RASADOR José (Joseph) (ténor) (Chatelineau 1935 - Auvelais 2017)

José Rasador s’en est allé donner de la voix parmi les anges. Cet infatigable chanteur d’opérettes a reçu toute sa vie des tonnerres d’ovations.

Dompteur des gammes, «arpégiste» étoile, Raza: ainsi surnommait-on ce Sambrevillois repéré par Raymond Rossius, alors directeur de l’opéra de Wallonie. Nous l’avions rencontré à la mi-juin, dans sa maison de la rue de la Principauté, à Auvelais, parce qu’il voulait se séparer d’une cinquantaine d’albums de partitions, ainsi qu’une garde-robe de costumes bariolés bien rangés dans son grenier.

«Qu’en faire à présent?» disait-il, lui qui s’en était paré toute sa vie pour le bonheur des foules. Il a arrêté de chanter le 1er janvier 2000, repu de ses lauriers, parce qu’il lui devenait impossible de porter sa voix dans les notes aiguës, après quelque 40 ans de tour de chants, à l’avoir portée au plus haut possible.

Né à Châtelineau, en Belgique, de parents italiens arrivés pendant l’entre-deux-guerres, Joseph Rasador – c’est son prénom réel – n’a que quinze ans lorsqu’il enfile son tablier de tourneur.

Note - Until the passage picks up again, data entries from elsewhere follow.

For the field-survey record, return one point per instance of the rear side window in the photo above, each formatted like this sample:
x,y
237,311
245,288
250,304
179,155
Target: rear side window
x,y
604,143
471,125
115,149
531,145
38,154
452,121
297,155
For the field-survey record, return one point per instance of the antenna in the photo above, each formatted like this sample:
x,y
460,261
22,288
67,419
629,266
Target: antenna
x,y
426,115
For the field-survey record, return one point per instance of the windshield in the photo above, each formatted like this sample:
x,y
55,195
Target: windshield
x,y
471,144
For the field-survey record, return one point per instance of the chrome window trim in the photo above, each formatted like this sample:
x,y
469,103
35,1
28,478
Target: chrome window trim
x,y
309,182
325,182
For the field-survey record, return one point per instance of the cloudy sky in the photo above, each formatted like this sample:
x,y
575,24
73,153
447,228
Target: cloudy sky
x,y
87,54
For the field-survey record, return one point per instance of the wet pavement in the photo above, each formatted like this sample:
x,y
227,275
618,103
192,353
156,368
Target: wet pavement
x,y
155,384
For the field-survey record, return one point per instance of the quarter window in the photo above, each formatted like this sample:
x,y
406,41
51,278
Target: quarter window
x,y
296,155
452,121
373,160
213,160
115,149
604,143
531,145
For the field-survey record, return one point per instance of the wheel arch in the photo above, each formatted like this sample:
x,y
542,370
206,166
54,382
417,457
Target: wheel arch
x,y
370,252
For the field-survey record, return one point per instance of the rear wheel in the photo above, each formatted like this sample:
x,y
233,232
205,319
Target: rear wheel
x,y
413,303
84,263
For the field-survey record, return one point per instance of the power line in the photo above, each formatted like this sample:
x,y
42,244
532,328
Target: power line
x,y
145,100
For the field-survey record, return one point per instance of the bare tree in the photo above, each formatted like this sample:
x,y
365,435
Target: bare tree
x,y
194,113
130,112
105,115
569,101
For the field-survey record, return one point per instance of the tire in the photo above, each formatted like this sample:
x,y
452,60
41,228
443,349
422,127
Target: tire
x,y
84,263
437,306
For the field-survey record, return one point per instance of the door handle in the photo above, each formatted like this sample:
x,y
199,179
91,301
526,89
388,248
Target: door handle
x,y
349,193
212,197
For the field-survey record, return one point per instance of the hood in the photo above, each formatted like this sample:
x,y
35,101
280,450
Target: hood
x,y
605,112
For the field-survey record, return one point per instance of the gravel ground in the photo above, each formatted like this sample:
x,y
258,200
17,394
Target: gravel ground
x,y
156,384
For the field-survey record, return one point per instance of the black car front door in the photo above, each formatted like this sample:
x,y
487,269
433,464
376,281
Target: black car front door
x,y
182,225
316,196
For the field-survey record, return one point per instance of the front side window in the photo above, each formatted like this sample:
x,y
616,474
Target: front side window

Quel destin pour cet homme ordinaire qui commença sa vie professionnelle humblement, en bleu de travail, et qui se mit ensuite à virevolter d’opérette en opéra! Quelle vie! Grâce à sa voix exceptionnelle de ténor, l’ancien ouvrier tourneur des ateliers HMS est catapulté 1er ténor à l’opéra royal de Wallonie, à Liège, où il reste 20 ans. «Pourtant, je n’y connaissais rien. Je dois tout à ma voix» nous avait-il dit. Ainsi, à Liège, il jouera d’affilée 30 représentations du «Pays du sourire», une opérette de Franz Lehar, l’une des plus connues et qu’il a le plus chantée, plus ou moins 300 fois, partout en France. «Le public était fou.» Ovation debout, à chaque fois, pour des prestations épuisantes. Carmen, c’est 5 actes et 4 heures en scène.

L’opéra, son usine

S’ensuivra des centaines de soirées glorieuses sous les ors des plus grands opéras d’Europe. Il est allé de triomphe en triomphe, en compagnie de Carmen, de Faust, de la Veuve joyeuse, du Barbier de Séville ou encore de la Belle de Cadix.

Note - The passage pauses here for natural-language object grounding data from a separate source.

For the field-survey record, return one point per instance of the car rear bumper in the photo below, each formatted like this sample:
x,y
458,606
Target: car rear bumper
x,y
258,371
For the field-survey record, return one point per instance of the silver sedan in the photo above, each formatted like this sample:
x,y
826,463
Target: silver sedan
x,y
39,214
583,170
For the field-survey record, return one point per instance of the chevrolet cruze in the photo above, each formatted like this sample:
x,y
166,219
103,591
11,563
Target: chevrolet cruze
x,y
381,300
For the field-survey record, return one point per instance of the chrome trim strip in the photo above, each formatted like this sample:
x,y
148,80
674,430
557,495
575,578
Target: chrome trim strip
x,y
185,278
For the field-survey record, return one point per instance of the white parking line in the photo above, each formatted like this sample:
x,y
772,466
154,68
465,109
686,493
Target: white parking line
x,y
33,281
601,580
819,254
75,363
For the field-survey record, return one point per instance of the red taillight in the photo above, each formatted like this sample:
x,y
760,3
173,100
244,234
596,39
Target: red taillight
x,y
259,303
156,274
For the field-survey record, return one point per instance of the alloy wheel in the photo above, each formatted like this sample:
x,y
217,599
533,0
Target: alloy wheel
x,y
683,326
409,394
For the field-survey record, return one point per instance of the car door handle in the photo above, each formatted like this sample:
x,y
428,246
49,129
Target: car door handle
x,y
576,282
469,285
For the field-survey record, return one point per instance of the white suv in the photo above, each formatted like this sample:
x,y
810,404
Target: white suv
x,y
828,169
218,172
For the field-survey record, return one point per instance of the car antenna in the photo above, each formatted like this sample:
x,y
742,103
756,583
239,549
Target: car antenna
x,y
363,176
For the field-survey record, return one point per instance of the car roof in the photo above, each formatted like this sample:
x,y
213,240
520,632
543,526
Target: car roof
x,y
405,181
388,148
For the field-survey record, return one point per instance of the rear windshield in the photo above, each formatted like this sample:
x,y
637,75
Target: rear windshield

L’opérette disait-il est d’un genre léger qui n’en demande pas moins de souffle. Il parlait d’un effort physique terrible, concentré sur les cordes vocales. Il fallait tenir le coup sur scène. C’est la meilleure école qui soit. L’antichambre de l’opéra. Alors, avec Jacques Grosjean, directeur musical, et Éric Romain, ex-arbitre de football, il relance l’opérette sous les balcons du Théâtre de Namur. Ce projet, «Opérette 2000», a fait un tabac.

Le trac, il ne l’a pas connu. « D’abord, j’avais confiance en ma voix. Elle ne m’a jamais lâché nous confiait-il en juin. J’avais travaillé en usine, où l’on ne peut avoir le trac. Et j’ai toujours pris l’opéra comme l’usine, et le public faisait partie de l’usine.»

Nous ne savons pas si José Rasador est parvenu à vendre ses anciennes partitions aux grosses couvertures rouges. Ou ses costumes chamarrés, pailletés ou rutilants. Mais la belle histoire de sa vie s’est achevée. Un beau livre de belles histoires s’est refermé. Lui qui a beaucoup voyagé, et chanté avec ivresse, et suspendu à sa voix d’or des foules vibrantes de spectateurs enthousiastes, s’est éteint sans bruit, à Auvelais, pays de ses premiers sourires d’enfant.